My M-Series Kubota's manual covers installing a baler monitor. On the Kubota, there's a wiring harness laying under the right side console that supplies power needed for options like this.

Gary


----------



## 8350HiTech (Jul 26, 2013)

Do you have any punchouts in the firewall? That's usually a good, direct route.


----------



## Gearclash (Nov 25, 2010)

I believe there is a cutout and knockout in the front right corner of the cab floor. That's were I ran the cables for the big square on the 5140.


----------



## PaMike (Dec 7, 2013)

I will have to look. Gunna be a pain trying to get that heavy plastic floor mat up..


----------



## somedevildawg (Jun 20, 2011)

Make sure mike to put a fuse at the connection of the battery, either side +- ...... Curiously, wth is the current draw on that monitor?


----------



## PaMike (Dec 7, 2013)

Yeah, the harness had a circuit breaker built in.

I don't know the current draw, but I know from what Mike10 on this site has said that if you don't go direct to the battery you can have some low voltage issues.

Its not actually the monitor that draws the current. The baler has electric actuators that run the net wrap system.

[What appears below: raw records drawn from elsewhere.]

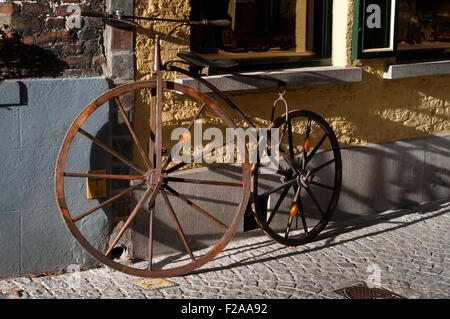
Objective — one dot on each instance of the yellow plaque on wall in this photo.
(96, 187)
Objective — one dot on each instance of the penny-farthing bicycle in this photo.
(192, 213)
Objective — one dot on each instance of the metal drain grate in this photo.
(153, 283)
(364, 292)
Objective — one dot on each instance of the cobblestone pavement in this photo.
(408, 249)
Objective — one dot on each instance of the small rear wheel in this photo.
(292, 208)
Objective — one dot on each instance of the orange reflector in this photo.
(185, 137)
(294, 210)
(307, 145)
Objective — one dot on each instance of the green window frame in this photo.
(321, 43)
(368, 42)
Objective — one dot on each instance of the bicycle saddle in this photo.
(198, 61)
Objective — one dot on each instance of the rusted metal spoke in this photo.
(291, 144)
(107, 176)
(295, 200)
(133, 134)
(112, 199)
(203, 212)
(202, 181)
(322, 185)
(276, 189)
(177, 224)
(133, 214)
(277, 205)
(318, 168)
(150, 238)
(314, 199)
(302, 214)
(316, 148)
(111, 151)
(290, 161)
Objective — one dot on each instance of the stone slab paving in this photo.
(405, 251)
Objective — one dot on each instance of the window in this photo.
(423, 29)
(406, 29)
(264, 33)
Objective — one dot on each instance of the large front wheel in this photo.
(179, 219)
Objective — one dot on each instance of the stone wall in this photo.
(43, 39)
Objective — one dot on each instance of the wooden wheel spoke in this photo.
(302, 214)
(107, 176)
(197, 208)
(177, 224)
(202, 181)
(278, 204)
(133, 214)
(112, 199)
(295, 201)
(314, 199)
(316, 148)
(291, 144)
(111, 151)
(133, 134)
(318, 168)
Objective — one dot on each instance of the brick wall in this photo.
(37, 41)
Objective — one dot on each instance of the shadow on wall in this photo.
(394, 175)
(371, 111)
(19, 60)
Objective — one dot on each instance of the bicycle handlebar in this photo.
(94, 14)
(106, 15)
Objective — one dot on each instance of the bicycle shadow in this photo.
(330, 236)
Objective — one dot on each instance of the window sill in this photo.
(401, 71)
(293, 77)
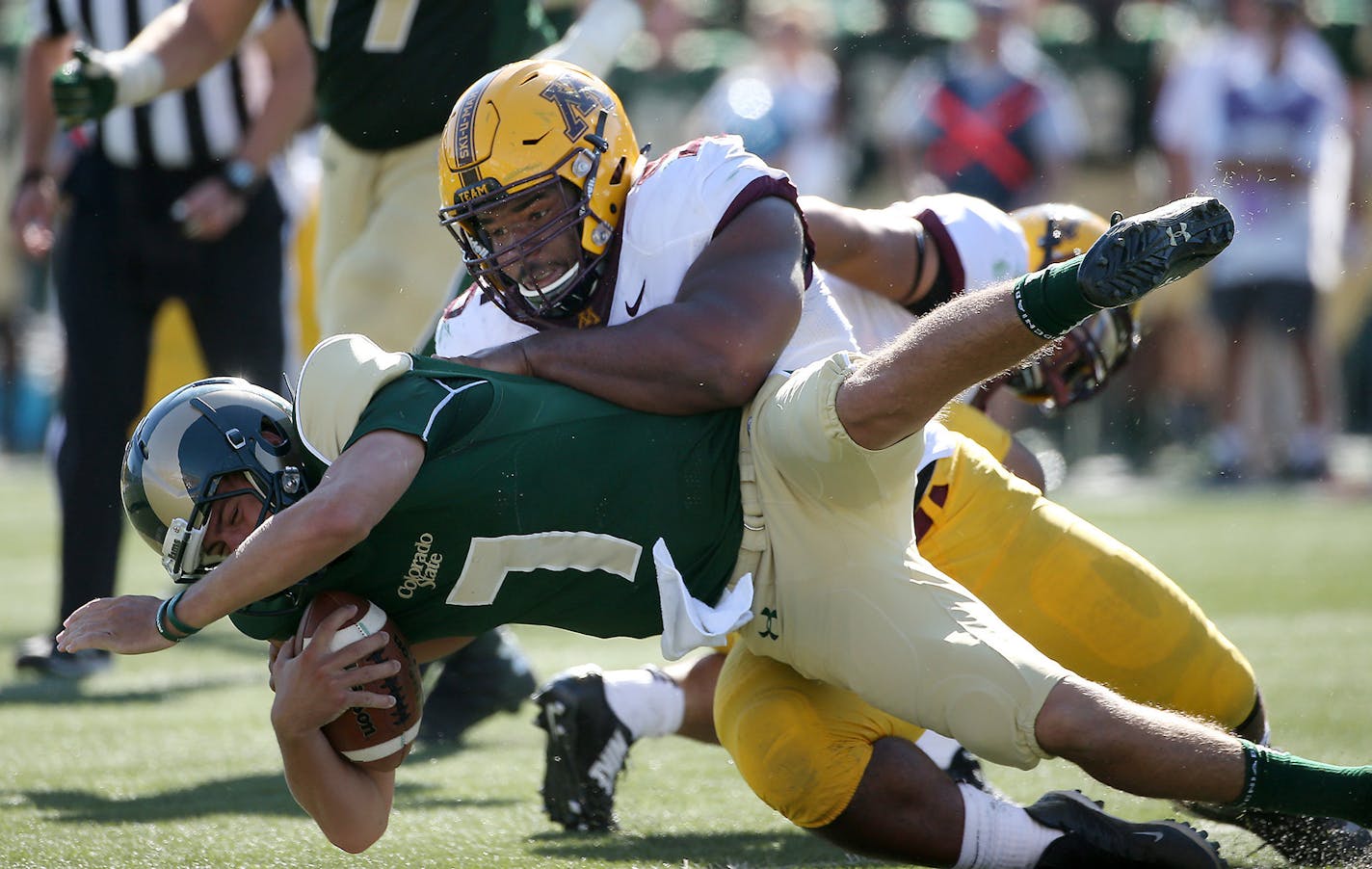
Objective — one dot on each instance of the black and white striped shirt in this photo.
(181, 129)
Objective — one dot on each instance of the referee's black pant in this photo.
(119, 257)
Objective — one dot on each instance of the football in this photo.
(374, 737)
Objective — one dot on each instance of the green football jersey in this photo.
(541, 506)
(390, 70)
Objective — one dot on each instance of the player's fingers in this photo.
(371, 672)
(323, 637)
(359, 649)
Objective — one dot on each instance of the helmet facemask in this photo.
(501, 268)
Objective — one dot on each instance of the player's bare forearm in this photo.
(291, 99)
(191, 38)
(350, 804)
(900, 387)
(877, 250)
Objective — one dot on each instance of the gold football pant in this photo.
(1087, 600)
(383, 264)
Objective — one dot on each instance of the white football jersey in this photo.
(673, 212)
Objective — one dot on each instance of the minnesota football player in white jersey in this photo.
(666, 260)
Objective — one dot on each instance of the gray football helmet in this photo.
(183, 449)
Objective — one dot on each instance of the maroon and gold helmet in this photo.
(528, 128)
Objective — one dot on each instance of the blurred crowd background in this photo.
(1016, 100)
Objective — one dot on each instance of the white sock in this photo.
(938, 747)
(646, 700)
(999, 835)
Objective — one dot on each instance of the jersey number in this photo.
(385, 32)
(490, 559)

These are what requires the power, but its all run through the same harness....


----------



## Grateful11 (Apr 5, 2009)

There's 2 knock out plugs in the 5140 (cab model) here, down below the shifters, that has I believe 2 holes tapped 3/8"-16 behind them. They use them to hold the bracket my BIL made for the JD 448 Baler twin electric twine control.

I'll try and get a photo of it.


----------



## Gearclash (Nov 25, 2010)

Here is a picture of ours.


----------



## somedevildawg (Jun 20, 2011)

PaMike said:


> Yeah, the harness had a circuit breaker built in.
> I don't know the current draw, but I know from what Mike10 on this site has said that if you don't go direct to the battery you can have some low voltage issues.
> Its not actually the monitor that draws the current. The baler has electric actuators that run the net wrap system. These are what requires the power, but its all run through the same harness....


10-4 I follow ya, just make sure that breaker is at the battery.....


----------